Tag: future of statistics


The bright future of applied statistics

In 2013, the Committee of Presidents of Statistical Societies (COPSS) celebrates its 50th Anniversary. As part of its celebration, COPSS will publish a book, with contributions from past recipients of its awards, titled “Past, Present and Future of Statistical Science". Below is my contribution titled The bright future of applied statistics.

When I was asked to contribute to this issue, titled Past, Present, and Future of Statistical Science, I contemplated my career while deciding what to write about. One aspect that stood out was how much I benefited from the right circumstances. I came to one clear conclusion: it is a great time to be an applied statistician. I decided to describe the aspects of my career that I have thoroughly enjoyed in the past and present and explain why I this has led me to believe that the future is bright for applied statisticians.

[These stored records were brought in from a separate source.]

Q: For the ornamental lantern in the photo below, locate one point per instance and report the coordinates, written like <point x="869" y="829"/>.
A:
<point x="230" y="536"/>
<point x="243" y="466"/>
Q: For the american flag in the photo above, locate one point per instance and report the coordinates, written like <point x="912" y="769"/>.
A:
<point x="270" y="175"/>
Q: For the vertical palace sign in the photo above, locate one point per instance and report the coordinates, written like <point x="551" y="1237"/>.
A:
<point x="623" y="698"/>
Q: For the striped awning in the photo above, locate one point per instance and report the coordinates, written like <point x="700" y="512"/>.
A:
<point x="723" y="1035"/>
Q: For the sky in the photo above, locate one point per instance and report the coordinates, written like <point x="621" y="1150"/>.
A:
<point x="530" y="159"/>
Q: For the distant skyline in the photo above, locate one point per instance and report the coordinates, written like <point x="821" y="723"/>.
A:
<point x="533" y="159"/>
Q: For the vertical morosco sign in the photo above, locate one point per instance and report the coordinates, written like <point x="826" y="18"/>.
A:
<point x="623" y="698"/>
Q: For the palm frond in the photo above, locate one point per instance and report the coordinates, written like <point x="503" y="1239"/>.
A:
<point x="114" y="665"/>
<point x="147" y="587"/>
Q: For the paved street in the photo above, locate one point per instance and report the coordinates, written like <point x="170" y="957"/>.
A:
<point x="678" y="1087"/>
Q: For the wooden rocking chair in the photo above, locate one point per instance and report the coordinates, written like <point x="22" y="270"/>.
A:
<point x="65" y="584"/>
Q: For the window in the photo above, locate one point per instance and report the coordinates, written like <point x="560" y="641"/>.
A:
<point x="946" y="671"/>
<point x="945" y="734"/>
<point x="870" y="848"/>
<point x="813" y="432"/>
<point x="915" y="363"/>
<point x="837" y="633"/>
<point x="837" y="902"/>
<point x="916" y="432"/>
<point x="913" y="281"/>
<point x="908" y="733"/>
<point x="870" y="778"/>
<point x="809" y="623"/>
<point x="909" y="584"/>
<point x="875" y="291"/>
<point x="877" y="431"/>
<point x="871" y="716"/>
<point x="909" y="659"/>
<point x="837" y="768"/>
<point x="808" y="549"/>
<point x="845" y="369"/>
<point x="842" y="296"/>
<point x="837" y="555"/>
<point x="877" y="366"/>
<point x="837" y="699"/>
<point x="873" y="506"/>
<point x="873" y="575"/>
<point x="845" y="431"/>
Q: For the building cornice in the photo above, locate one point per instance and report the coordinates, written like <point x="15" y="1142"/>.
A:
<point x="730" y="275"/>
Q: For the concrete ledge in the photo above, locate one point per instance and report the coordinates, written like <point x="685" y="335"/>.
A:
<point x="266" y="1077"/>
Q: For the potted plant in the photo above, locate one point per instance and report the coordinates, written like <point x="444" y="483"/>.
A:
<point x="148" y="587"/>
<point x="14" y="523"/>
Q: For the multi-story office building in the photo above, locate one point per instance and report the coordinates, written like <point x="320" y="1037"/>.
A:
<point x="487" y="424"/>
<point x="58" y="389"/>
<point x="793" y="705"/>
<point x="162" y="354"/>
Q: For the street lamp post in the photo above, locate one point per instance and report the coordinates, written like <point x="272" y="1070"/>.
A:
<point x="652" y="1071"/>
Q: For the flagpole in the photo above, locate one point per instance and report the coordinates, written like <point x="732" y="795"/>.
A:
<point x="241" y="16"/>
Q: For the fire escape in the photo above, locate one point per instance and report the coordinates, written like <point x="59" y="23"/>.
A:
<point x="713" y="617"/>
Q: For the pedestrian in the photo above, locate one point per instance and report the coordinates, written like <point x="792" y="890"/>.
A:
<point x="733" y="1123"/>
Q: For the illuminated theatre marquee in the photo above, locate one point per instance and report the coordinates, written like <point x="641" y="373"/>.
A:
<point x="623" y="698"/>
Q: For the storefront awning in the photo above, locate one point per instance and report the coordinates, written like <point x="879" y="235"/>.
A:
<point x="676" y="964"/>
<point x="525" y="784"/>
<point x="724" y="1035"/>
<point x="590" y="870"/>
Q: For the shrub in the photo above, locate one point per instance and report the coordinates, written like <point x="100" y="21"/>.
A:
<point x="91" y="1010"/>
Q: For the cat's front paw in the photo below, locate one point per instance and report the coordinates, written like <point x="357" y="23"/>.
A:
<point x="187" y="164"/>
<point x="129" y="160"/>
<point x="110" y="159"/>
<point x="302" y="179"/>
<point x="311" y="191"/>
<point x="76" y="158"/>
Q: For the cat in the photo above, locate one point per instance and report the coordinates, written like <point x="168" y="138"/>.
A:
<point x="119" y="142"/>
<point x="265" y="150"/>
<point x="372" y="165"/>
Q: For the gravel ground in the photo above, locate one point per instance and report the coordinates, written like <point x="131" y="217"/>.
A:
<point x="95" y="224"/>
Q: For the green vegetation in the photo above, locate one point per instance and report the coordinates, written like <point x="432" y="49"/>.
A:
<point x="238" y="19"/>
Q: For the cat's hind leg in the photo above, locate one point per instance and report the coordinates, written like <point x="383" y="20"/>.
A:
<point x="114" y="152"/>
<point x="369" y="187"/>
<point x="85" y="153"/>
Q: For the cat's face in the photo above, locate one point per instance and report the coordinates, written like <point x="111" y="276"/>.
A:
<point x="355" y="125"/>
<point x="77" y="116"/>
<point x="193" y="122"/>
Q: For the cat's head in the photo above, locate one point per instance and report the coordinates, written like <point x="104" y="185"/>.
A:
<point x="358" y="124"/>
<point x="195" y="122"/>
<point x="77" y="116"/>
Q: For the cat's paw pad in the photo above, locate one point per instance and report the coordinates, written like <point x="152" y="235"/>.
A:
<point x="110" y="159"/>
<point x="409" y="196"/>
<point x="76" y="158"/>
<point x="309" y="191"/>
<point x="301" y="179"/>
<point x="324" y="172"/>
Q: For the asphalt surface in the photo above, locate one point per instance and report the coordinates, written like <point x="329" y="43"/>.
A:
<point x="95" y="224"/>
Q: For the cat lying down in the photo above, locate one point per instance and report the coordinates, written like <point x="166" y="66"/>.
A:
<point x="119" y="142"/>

I became an applied statistician while working with David Brillinger on my PhD thesis. When searching for an advisor I visited several professors and asked them about their interests. David asked me what I liked and all I came up with was "I don't know. Music?", to which he responded "That's what we will work on". Apart from the necessary theorems to get a PhD from the Statistics Department at Berkeley, my thesis summarized my collaborative work with researchers at the Center for New Music and Audio Technology. The work
involved separating and parameterizing the harmonic and non-harmonic components of musical sound signals [5]. The sounds had been digitized into data. The work was indeed fun, but I also had my first glimpse into the incredible potential of statistics in a world becoming more and more data-driven.

Despite having expertise only in music, and a thesis that required a CD player to hear the data, fitted models and residuals (http://www.biostat.jhsph.edu/~ririzarr/Demo/index.html), I was hired by the Department of Biostatistics at Johns Hopkins School of Public Health. Later I realized what was probably obvious to the School’s leadership: that regardless of the subject matter of my thesis, my time series expertise could be applied to several public health applications [821]. The public health and biomedical challenges surrounding me were simply too hard to resist and my new
department knew this. It was inevitable that I would quickly turn into an applied Biostatistician.

Since the day that I arrived at Hopkins 15 years ago, Scott Zeger, the department chair, fostered and encouraged faculty to leverage their statistical expertise to make a difference and to have an immediate impact in science. At that time, we were in the midst of a measurement revolution that was transforming several scientific fields into data-driven ones. By being located in a School of Public Health and next to a medical school, we were surrounded by collaborators working in such fields. These included environmental science, neuroscience, cancer biology, genetics, and molecular biology. Much of my work was motivated by collaborations with biologists that, for the first time, were collecting large amounts of data. Biology was changing from a data poor discipline to a data intensive

A specific example came from the measurement of gene expression. Gene expression is the process where DNA, the blueprint for life, is copied into RNA, the templates for the synthesis of proteins, the building blocks for life. Before microarrays were invented in the 1990s, the analysis of gene expression data amounted to spotting black dots on a piece of paper (see Figure 1A below). With microarrays, this suddenly changed to sifting through tens of thousands of numbers (see Figure 1B). Biologists went from using their eyes to categorize results to having thousands (and now millions) of measurements per sample to analyze. Furthermore, unlike genomic DNA, which is static, gene expression is a dynamic quantity: different tissues express different genes at different levels and at different times. The complexity was exacerbated by unpolished technologies that made measurements much noisier than anticipated. This complexity and level of variability made statistical thinking an important aspect of the analysis. The Biologists that used to say, "if I need statistics, the experiment went wrong" were now seeking out our help. The results of these collaborations have led to, among other things, the development of breast cancer recurrence gene expression assays making it possible to identify patients at risk of distant recurrence following surgery



Figure 1: Illustration of gene expression data before and after micorarrays.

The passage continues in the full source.